Last year, Mathis and the two Democrats on the commission voted to partner with Strategic Telemetry, a progressive firm that has strong ties to Democrats, to draw up Arizona’s new congressional district lines. Strategic Telemetry worked on John Kerry’s 2004 presidential campaign and President Obama’s 2008 presidential campaign. It is currently working on the recall effort of Republican Wisconsin Governor Scott Walker.
Republicans sued the commission and accused Mathis of misconduct, but eventually Mathis and the two Democrats on the commission prevailed.
The result is a map that is extremely friendly to Democrats and forces Quayle and Schweikert into difficult positions: Quayle lives outside the newly redrawn Sixth District, which includes about two-thirds of his current district; Schweikert lives in the newly redrawn Sixth District, which only includes about one-third of his current district.
Quayle may actually be the more conservative of the two candidates, though Schweikert has closer ties to the tea party. Nevertheless, Politico recently ran a story with the tagline, “Nasty Arizona race reflects larger GOP divide.” Here’s how the article sets up the fight:
There’s Rep. Ben Quayle, an establishment favorite with the famous last name, who told voters in 2010 he would “knock the hell out of” D.C. but has spent his first year in Washington out of the spotlight, learning the ins and outs of the Capitol while becoming a favorite of leadership.

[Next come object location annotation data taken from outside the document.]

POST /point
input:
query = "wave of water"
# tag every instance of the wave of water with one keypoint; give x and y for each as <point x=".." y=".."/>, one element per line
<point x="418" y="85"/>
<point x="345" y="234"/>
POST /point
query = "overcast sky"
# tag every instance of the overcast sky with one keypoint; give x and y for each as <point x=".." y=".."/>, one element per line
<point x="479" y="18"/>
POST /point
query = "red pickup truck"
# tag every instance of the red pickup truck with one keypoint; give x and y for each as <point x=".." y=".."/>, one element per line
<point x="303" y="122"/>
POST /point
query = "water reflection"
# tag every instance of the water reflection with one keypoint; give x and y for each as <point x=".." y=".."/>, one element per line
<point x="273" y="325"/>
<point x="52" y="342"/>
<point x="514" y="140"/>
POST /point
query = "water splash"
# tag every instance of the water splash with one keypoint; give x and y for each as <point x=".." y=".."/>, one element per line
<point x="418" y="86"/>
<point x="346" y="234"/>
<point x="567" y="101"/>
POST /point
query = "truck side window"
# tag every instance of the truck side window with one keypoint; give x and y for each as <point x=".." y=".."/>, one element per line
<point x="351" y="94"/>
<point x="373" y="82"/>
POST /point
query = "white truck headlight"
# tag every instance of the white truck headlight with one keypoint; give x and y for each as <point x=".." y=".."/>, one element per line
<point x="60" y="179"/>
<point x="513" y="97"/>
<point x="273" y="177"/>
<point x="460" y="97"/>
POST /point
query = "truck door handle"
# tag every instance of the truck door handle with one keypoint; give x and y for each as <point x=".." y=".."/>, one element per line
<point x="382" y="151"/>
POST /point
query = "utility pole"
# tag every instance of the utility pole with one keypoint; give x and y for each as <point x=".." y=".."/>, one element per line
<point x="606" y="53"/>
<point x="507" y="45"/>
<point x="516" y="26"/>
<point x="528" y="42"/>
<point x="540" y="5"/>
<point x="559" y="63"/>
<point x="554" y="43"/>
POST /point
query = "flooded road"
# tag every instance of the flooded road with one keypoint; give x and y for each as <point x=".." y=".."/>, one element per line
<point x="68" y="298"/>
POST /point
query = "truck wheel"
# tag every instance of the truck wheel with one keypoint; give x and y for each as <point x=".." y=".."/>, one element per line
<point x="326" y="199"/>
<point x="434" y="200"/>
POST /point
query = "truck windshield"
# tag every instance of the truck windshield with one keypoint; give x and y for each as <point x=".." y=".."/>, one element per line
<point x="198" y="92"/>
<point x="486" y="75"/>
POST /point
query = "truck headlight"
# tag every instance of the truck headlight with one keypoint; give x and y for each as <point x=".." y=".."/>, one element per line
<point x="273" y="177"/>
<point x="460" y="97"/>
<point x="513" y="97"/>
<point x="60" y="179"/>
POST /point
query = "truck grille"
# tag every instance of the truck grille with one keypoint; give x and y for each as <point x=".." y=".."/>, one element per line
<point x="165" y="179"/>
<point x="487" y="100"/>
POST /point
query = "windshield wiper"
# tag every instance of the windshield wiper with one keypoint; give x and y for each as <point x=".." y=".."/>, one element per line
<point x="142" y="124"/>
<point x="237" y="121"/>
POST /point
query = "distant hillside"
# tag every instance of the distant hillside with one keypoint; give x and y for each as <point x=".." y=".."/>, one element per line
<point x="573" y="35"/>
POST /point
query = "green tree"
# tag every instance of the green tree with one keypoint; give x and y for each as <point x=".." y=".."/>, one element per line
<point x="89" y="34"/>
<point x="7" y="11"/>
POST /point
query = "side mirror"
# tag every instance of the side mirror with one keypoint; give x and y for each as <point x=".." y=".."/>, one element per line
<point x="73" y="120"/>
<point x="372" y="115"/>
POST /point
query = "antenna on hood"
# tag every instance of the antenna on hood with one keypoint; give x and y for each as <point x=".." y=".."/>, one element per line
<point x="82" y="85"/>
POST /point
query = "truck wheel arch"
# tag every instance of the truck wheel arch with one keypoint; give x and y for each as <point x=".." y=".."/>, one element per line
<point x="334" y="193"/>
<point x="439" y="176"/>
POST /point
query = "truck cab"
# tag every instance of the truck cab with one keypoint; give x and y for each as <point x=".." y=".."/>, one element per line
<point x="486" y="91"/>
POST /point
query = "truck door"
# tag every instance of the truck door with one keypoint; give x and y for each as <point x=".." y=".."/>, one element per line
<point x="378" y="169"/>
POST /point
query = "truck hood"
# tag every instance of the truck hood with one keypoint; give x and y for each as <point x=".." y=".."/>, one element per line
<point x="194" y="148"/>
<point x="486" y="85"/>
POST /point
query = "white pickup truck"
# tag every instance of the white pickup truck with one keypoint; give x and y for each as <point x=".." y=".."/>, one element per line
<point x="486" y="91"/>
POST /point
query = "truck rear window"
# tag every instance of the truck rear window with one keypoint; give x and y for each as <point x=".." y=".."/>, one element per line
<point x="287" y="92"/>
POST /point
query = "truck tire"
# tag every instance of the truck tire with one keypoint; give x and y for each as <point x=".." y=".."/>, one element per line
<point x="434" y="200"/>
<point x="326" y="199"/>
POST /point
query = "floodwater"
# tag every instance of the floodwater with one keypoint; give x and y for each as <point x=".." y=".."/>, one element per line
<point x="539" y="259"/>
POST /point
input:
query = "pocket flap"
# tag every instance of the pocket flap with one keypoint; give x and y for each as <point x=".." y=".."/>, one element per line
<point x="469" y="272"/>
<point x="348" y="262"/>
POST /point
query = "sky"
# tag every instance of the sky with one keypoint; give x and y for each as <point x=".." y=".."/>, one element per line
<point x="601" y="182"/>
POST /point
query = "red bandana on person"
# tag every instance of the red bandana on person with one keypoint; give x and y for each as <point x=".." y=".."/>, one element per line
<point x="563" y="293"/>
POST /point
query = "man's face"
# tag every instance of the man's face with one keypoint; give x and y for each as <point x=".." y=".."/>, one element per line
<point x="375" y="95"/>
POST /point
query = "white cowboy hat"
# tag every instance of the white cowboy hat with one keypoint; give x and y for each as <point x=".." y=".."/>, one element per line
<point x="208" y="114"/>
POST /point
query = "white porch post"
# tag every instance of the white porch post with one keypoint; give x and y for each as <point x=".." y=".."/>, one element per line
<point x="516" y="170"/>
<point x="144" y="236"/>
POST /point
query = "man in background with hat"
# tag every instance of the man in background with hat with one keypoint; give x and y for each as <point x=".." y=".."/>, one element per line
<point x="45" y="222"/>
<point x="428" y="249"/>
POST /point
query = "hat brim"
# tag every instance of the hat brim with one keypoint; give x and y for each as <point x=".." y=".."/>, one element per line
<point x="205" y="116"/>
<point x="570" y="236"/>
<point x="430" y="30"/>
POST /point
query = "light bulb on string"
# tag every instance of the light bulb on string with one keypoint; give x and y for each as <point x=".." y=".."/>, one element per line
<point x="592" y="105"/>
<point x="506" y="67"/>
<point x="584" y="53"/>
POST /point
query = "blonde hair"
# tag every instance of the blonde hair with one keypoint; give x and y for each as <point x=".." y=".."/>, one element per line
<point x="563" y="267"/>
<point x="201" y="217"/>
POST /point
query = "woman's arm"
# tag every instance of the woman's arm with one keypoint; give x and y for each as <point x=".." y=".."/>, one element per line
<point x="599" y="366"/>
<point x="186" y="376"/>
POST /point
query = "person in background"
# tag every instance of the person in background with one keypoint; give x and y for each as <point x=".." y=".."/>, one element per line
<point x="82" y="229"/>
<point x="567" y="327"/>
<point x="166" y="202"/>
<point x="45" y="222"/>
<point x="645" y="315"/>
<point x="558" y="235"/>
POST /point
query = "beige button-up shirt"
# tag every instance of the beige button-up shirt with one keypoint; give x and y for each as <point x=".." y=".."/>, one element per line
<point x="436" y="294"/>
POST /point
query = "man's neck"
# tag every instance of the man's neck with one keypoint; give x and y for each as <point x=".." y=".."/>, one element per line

Then there’s Rep. David Schweikert, a longtime local political figure, tea party favorite and cable TV fixture who’s unafraid to throw bombs and rattle his party’s brass.
These sorts of primaries happen in both parties. For instance, our favorite alien-observer, Democrat Rep. Dennis Kucinich, lost a primary last week to Rep. Marcy Kaptur. Republicans controlled the redistricting process in Ohio and brokered deals with select Democrats to create a map that is very friendly to Republicans. The icing on the cake was having two progressive lions go Thunderdome on each other to retain their respective seats. But no one would credibly claim that the Kucinich-Kaptur primary was evidence of a Democratic civil war.
Like cryptozoologists, Democrats are constantly searching for signs of discord in the Republican Party so that they can construct a false narrative about how the GOP is falling apart. Politico’s story about the Schweikert-Quayle primary is just the latest example of that meme.
Thomas Grier is a third-year law student at The Ohio State University. A graduate of Arizona State University, Grier writes on constitutional law, politics and pro-growth policy.
Note: This article has been updated to reflect the fact that Rep. Ben Quayle lives outside Arizona’s newly redrawn Sixth Congressional District.